For its part, Fox News (10/17/24) deployed predictable lingo in its memorialization of Sinwar, describing him in the obituary headline as “The Israeli Prisoner Turned Terrorist Hamas Leader.” Indeed, the “terrorist” label never gets old, even after decades of being wielded against enemies of Israel and the United States, the Israeli military’s partner in crime and the primary financial enabler of the current bloodbath. Lost in the linguistic stunt, of course, is the fact that both the US and Israel are responsible for a great deal more acts of terrorism than are their foes.
But pointing out such realities goes against the official line—and so we end up with Sinwar the “Hamas terrorist leader,” as ABC News (10/17/24) has also immortalized him. Time magazine (10/18/24) opted to go with a front cover featuring Sinwar’s face with a red X through it.
CNN (10/17/24), meanwhile, offered space in the second paragraph of its own reflections on Sinwar’s demise to Israeli officials' spin on the man, noting that they had “branded him with many names, including the ‘face of evil’ and ‘the butcher from Khan Younis,’” the refugee camp in southern Gaza where Sinwar was born.

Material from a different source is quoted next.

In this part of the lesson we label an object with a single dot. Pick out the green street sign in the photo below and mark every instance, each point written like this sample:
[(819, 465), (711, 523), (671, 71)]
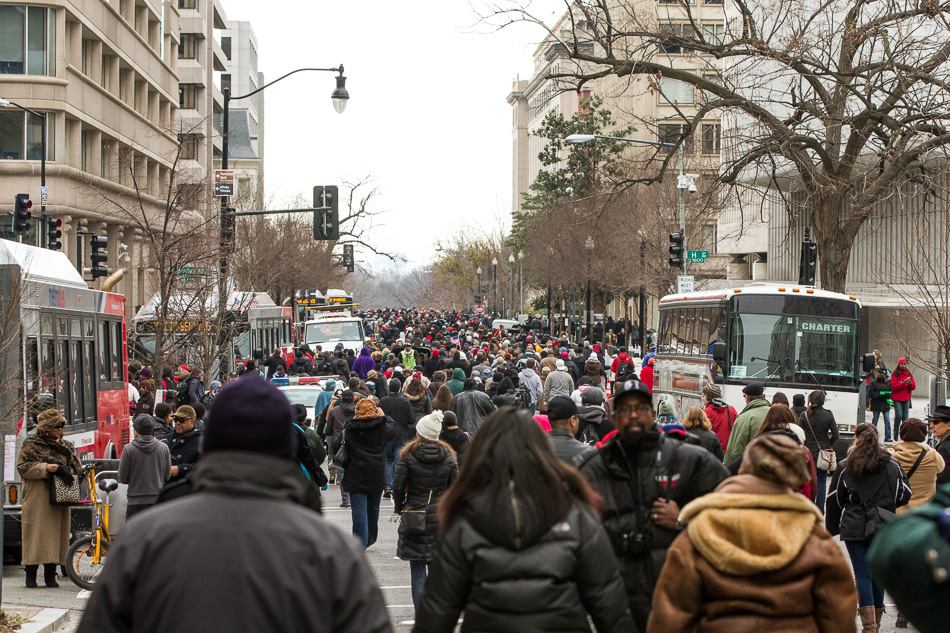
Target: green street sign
[(697, 256)]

Given the Israeli butchery to which Khan Younis is continuously subjected these days, it seems CNN might have refrained from taking Israel’s word for it. On just one bloody day this month, October 1, at least 51 Palestinians were killed in Israeli airstrikes on a tent camp in Khan Younis (BBC, 10/2/24)—a space that had been designated by Israel as a “humanitarian area.” Israel killed 38 more there yesterday (AP, 10/25/24).
'The threat remains'
Time (10/18/24): "The corpse of Yahya Sinwar was found in the landscape he envisioned—the dusty rubble of an apocalyptic war ignited by the sneak attack he had planned in secret for years."

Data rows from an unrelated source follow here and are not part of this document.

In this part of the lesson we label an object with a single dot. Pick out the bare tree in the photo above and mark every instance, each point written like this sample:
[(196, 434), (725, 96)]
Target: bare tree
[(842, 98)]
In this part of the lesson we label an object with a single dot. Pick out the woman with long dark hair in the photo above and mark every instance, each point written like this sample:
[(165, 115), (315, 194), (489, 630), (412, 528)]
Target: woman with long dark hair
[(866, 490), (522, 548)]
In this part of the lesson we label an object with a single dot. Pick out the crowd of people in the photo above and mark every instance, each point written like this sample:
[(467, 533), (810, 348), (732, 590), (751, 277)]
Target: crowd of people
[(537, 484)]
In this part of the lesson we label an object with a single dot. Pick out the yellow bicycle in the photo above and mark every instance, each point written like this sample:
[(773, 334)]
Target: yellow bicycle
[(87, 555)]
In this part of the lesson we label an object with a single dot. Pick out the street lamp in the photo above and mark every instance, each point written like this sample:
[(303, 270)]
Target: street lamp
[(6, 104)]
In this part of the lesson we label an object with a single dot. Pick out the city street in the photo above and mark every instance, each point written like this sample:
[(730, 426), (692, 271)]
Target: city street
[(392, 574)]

Sinwar is not the only Middle Eastern resistance leader to have been recently eliminated by the Israelis. On July 31, Israel assassinated Sinwar’s predecessor Ismail Haniyeh with a bombing in Tehran, and on September 27, it killed Hezbollah Secretary General Hassan Nasrallah in the Lebanese capital of Beirut, in an operation that entailed leveling an entire residential block. (What was that about terrorism?)
On the latter occasion, the Jerusalem Post (10/6/24) got its panties in a bunch over the allegedly “unnerving eulogy of the terror chief” that appeared in the New York Times (9/28/24), whose authors had not only had the audacity to call Nasrallah a “powerful orator…beloved among many Shiite Muslims,” but had also mentioned that the man had helped provide social services in Lebanon.
(That Times article also reported that some Lebanese "felt he used Hezbollah’s power to take the entire country hostage to his own interests," and it linked to another Times piece—9/28/24—about those who "welcomed Mr. Nasrallah’s death.")
The Washington Post (9/28/24) went with the noncommittal headline “Hasan Nasrallah, Hezbollah Leader and Force in Middle East, dies at 64,” while simultaneously running an op-ed by Max Boot (9/28/24): “Nasrallah Is Gone. But the Threat of Hezbollah Remains.”
Now that Sinwar is gone, too, rest assured that Israel will continue to exploit all manner of threats to justify unceasing slaughter—and that the media will be standing by with disingenuous and reductionist narratives all the way.